Had a conversation with a friend who owns his own company this week. He requested the meeting, the topic was how to communicate with a long-term employee who's done great work in the past but has fallen behind the grade of talent the company has hired recently.
It's called the Leapfrog effect. You hired him 8 years ago. He was instrumental at helping you get ramped up when you were a 4-person shop. You're at 50 team members now, and while the long-timer can still knock out the tasks you tell him to do, you really need him to be more proactive and strategic about his area of responsibility. Translation - you shouldn't have to tell him what to do, but you've trained him early to wait on instructions and can't break him of the habit.
There's only one thing you can do if you've coached, prodded and talked until you're blue in the face.
You have to throw the fastball at his head. Performance management 101. "Tim, we've been talking a lot about the extra things I need from you and how I need you to think differently. It's review time, and this one is going to feel different. Because of those conversations we've had and the fact that I'm not seeing a lot of change, I've giving you a rating that says you're not meeting the expectations in the role. We're gong to spend time today talking about what you can do to turn this around. I'm here to coach you, but I can't guide you every step of the way. Rather than waiting another year to really talk about this in a formal sense, we're going to come back in 60 days and really evaluate a) if you've tried to make a change, and b) if the changes you tried to make are of high enough quality and consistent enough to change my view of how you're performing."
"I want you to make it. But time's running out to make the changes we need."

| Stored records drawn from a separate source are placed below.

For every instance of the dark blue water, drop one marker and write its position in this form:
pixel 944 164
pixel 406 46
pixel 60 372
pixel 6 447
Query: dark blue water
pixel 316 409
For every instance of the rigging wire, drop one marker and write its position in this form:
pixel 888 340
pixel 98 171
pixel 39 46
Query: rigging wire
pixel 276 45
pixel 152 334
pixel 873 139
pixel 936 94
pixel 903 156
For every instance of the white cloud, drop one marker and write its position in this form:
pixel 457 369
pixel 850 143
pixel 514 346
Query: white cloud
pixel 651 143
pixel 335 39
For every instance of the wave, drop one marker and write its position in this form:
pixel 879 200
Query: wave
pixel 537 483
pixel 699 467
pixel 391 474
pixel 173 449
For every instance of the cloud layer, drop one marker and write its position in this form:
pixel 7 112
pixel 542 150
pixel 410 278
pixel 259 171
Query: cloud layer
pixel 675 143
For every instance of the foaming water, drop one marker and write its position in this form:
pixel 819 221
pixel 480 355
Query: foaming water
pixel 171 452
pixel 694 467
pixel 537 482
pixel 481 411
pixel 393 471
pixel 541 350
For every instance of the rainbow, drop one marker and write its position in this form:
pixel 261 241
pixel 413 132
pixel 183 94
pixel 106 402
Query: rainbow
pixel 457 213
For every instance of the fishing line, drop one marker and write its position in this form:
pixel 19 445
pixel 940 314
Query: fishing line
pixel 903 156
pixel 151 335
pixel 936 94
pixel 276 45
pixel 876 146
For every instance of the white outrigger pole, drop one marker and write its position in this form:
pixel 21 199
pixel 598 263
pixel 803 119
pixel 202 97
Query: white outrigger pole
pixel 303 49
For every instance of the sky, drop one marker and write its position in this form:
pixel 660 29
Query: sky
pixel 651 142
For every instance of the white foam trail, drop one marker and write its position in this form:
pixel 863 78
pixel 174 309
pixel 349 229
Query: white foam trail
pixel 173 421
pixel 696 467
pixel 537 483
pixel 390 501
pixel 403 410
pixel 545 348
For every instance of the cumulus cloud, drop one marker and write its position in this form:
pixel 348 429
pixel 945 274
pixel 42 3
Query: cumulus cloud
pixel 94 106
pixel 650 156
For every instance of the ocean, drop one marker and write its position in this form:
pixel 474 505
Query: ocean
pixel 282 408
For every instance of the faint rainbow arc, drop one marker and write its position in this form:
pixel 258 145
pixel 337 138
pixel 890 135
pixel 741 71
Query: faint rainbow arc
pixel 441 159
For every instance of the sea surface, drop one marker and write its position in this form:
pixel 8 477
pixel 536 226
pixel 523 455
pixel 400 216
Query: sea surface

The bottom line is this: You've got a long term employee whose performance doesn't fit what the company is and needs today. They were fine for the role yesterday, but today it doesn't work. There's too much going on, and simply knocking out tasks doesn't meet the need anymore. You need them to knock out the tasks and ask "what's next?" and answer their own question, then take action.
They like you and are used to you. You're a good person. But you've been too patient.
If you want change, you've got to draw the line in the sand. The ball's in your court.